Tikus dengan stimulus visual berlarian dan bersembunyi, namun ketika stimulus tersebut dihilangkan, tikus hanya berdiam diri saja.
Dalam percobaan lain, para peneliti menunjukkan bahwa merangsang reuniens tikus selama 30 detik sebelum menampilkan predator menyebabkan terjadinya peningkatan yang sama pada getaran ekor dan respons berlari.
Huberman mengatakan, hal ini menunjukkan bahwa merangsang sel-sel saraf yang mengarah dari reuni inti ke korteks prefrontal dapat menginduksi pergeseran dalam keadaan internal otak, memengaruhi tikus untuk bertindak lebih berani.
Eksperimen lain menunjukkan sifat yang mungkin muncul dari pergeseran bagian dalam otak: gairah sistem saraf otonom, yang memulai kick-fight, kabur atau berdiam diri.
Merangsang vMT secara keseluruhan atau hanya reuniens inti meningkatkan diameter pupil tikus. Pada eksposur berulang, tikus menjadi terhabituasi atau menjadi terbiasa. Reaksi spontan mereka berkurang, begitu pula respons perilaku mereka. Hal ini berkorelasi dengan tingkat gairah otonom yang diturunkan.
Otak manusia menyimpan struktur yang setara dengan vMT, kata Huberman. Dia berspekulasi bahwa pada orang dengan fobia, kecemasan konstan atau PTSD, sirkuit yang tidak berfungsi atau episode traumatis dapat mencegah sinyal vMT menurun dengan paparan berulang terhadap situasi yang memicu stres.

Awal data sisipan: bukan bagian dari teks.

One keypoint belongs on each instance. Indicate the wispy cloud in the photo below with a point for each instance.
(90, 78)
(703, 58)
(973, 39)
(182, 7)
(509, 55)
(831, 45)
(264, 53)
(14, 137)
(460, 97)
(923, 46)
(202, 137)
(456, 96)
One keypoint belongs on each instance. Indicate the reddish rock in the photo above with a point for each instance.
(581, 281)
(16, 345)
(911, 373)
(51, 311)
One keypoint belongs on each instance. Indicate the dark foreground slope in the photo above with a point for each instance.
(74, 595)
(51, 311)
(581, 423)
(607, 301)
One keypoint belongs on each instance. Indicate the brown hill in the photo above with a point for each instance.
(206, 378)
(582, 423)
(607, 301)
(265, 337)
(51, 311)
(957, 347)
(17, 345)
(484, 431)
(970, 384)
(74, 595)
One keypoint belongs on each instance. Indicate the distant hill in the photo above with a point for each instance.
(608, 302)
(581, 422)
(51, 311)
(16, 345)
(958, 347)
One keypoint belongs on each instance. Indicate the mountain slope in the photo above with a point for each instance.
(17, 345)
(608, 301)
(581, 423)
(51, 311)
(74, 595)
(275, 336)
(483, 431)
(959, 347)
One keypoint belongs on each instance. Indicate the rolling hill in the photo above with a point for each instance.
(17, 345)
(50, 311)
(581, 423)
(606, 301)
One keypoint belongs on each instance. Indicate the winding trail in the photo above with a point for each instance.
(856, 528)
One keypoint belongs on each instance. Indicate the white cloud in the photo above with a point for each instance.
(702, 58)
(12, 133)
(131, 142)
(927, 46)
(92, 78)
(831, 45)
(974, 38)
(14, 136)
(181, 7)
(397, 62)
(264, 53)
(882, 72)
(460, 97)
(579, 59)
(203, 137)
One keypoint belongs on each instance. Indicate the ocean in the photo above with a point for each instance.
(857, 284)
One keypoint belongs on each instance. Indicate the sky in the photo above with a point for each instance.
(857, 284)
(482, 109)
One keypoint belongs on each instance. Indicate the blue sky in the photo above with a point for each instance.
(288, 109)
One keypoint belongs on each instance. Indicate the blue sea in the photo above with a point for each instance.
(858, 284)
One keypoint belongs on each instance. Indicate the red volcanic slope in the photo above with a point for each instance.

Dalam eksperimen lain, kelompoknya sekarang mengeksplorasi kemanjuran teknik, seperti pernapasan dalam dan relaksasi fiksasi visual, dalam menyesuaikan keadaan gairah orang yang menderita masalah ini.
Pemikirannya adalah bahwa mengurangi pensinyalan vMT pada individu semacam itu, atau mengubah keseimbangan kekuatan sinyal dari manusia yang setara dari inti xiphoid dan reuniens inti dapat meningkatkan fleksibilitas mereka dalam mengatasi stres.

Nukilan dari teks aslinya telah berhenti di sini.